Okay, so Countdown – not to be confused with the quiz show, the Robert Altman moon mission movie or the 1996 Lori Petty vehicle no one else remembers – is basically Final Destination but with an app. A midlist ‘teens horror picture on the level of Truth or Dare, Wish Upon, Friend Request, Nerve and many others, it’s smoothly put-together, reasonably well-played by a cast with mostly TV credentials, with jolts and jumps every few minutes for the low-attention-span crowd, and instantly disposable. If you haven’t got the two and a half hours to spare for Doctor Sleep over Halloween, this isn’t really a substitute but it’s a lightly enjoyable quick watch and I’d argue it has more to do with cinema than the average Ken Loach joint.
Various internet sites — the Death Clock is one –will tell you when you’re likely to die if you fill in a form about your health and habits and other actuarial stuff. In the world of this movie, an equivalent app (perhaps created by the demon Ozhin) only requires your name and signing up to the terms and conditions (which, of course, no one actually reads) to install a countdown clock to death on your mobile tablet. One of the best jokes in the film is that most of the horrible characters are set to have long lives, and it’s only innocents who find out they have hours to go before meeting some fate. Of course, you can now download a tie-in app and die in order to promote the movie.

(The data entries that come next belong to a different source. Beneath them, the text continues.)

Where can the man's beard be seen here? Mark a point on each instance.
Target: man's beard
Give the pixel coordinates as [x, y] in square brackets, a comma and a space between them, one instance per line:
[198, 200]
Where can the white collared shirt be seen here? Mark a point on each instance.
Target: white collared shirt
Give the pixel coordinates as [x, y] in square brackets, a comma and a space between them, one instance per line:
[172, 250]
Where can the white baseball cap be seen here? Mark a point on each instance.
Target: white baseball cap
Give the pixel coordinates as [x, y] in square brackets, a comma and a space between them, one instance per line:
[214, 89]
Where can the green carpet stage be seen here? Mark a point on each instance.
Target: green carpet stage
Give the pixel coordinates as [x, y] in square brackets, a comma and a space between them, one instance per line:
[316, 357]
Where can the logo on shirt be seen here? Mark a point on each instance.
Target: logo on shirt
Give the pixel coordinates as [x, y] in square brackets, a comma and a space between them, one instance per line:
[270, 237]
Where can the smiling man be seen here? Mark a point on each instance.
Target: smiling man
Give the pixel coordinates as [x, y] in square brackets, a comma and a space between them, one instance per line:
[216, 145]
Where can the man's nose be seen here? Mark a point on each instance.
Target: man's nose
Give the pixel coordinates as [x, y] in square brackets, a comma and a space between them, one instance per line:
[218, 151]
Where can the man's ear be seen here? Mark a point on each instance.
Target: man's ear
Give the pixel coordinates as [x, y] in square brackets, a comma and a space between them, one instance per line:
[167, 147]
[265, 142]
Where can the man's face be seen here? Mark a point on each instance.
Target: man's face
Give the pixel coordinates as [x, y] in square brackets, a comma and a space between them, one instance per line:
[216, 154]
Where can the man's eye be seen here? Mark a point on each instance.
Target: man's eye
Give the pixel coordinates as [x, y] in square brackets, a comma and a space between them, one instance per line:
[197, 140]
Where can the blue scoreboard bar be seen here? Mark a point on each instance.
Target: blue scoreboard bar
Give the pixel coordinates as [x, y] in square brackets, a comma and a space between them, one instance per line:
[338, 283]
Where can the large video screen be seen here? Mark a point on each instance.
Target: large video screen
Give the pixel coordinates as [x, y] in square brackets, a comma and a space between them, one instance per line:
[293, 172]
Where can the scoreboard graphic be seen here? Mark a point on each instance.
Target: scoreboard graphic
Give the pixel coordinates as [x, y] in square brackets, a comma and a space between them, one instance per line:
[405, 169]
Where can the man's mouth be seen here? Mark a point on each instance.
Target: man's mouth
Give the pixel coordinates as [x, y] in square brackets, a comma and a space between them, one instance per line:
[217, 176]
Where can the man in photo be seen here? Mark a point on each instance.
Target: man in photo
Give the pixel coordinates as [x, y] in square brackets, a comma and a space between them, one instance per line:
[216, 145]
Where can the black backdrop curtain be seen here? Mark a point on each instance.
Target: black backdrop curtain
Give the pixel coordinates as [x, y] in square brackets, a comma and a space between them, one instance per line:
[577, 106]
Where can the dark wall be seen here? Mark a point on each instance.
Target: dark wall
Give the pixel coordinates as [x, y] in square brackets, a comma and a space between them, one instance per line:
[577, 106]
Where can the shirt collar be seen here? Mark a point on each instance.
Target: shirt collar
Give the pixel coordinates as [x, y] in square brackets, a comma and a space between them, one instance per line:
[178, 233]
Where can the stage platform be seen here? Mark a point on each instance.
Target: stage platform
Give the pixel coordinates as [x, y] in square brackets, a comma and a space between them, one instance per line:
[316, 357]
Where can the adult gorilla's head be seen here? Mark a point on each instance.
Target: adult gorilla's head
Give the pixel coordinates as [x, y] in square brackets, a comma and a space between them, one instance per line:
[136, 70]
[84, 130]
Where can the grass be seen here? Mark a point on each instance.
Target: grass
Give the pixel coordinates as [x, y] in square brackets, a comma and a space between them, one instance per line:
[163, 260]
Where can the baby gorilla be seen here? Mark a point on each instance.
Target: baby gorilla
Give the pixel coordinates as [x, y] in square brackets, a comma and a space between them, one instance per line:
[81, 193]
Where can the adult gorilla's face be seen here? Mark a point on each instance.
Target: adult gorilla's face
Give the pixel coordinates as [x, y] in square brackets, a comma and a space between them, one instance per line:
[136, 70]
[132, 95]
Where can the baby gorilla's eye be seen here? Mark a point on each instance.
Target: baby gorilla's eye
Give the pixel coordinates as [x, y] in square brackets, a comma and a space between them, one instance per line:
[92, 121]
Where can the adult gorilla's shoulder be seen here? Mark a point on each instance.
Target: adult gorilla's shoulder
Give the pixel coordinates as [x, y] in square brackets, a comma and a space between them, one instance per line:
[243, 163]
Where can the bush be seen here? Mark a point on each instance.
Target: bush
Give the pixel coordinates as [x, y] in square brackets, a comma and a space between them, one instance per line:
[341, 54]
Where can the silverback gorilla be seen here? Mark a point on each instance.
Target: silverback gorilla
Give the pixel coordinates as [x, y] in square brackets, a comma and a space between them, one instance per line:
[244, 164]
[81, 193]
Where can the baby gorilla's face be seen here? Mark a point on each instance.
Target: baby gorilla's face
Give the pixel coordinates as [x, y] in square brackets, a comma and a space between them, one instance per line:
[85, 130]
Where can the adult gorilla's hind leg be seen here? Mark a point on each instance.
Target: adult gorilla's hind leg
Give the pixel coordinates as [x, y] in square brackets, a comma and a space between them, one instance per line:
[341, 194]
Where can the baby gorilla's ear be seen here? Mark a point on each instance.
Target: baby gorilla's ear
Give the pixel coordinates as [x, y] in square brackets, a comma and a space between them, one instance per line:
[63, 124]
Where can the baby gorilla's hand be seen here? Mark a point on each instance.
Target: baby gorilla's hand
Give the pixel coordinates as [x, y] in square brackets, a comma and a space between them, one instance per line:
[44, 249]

Writer-director Justin Dec struggles a bit to get the premise, which has a sub-clause about a demonic figure showing up to off you if you try to avoid fate, explained as some early kids get sacrificed before we get to heroine Quinn Harris (Elizabeth Lail), a newly-qualified nurse who already has problems with a lecherous doctor (Peter Facinelli) and a semi-estranged younger sister Jordan (Talitha Bateman). She gets the app on her phone and learns she’s doomed to die within days, and convinced this is the real deal because of the death of a patient. Hooking up with similarly app-condemned Matt Monroe (Jordan Calloway), a character named by someone who’s never heard of the singer of ‘From Russia With Love’, Quinn runs about town consulting various folks who might be helpful, which amusingly means consulting a phone hacker (Tom Segura) about getting rid of the unwanted application (the horror movie debut of this all-too-familiar 2010s problem) before going to the fanboy priest (PJ Byrne, from Final Destination 5) who whips up a Devil Rides Out protective circle with rock salt. Held over from the Ring franchise is the concept of a heroine who is on the hook fighting fate with even more urgency because the curse has been extended to an even more innocent dependent.
Tiny bits of backstory about bereavement and guilt fill in between hokey scenes that deliver a variety of scare tricks – the thing is that hokey doesn’t mean they don’t work. There’s a neat variation on the Haunting ‘whose hand was I holding bit’ and an imaginative non sequitur as the camera tracks creepy feet as someone walks through the partitions of toilet stalls and then does a very discomforting double-jointed trick.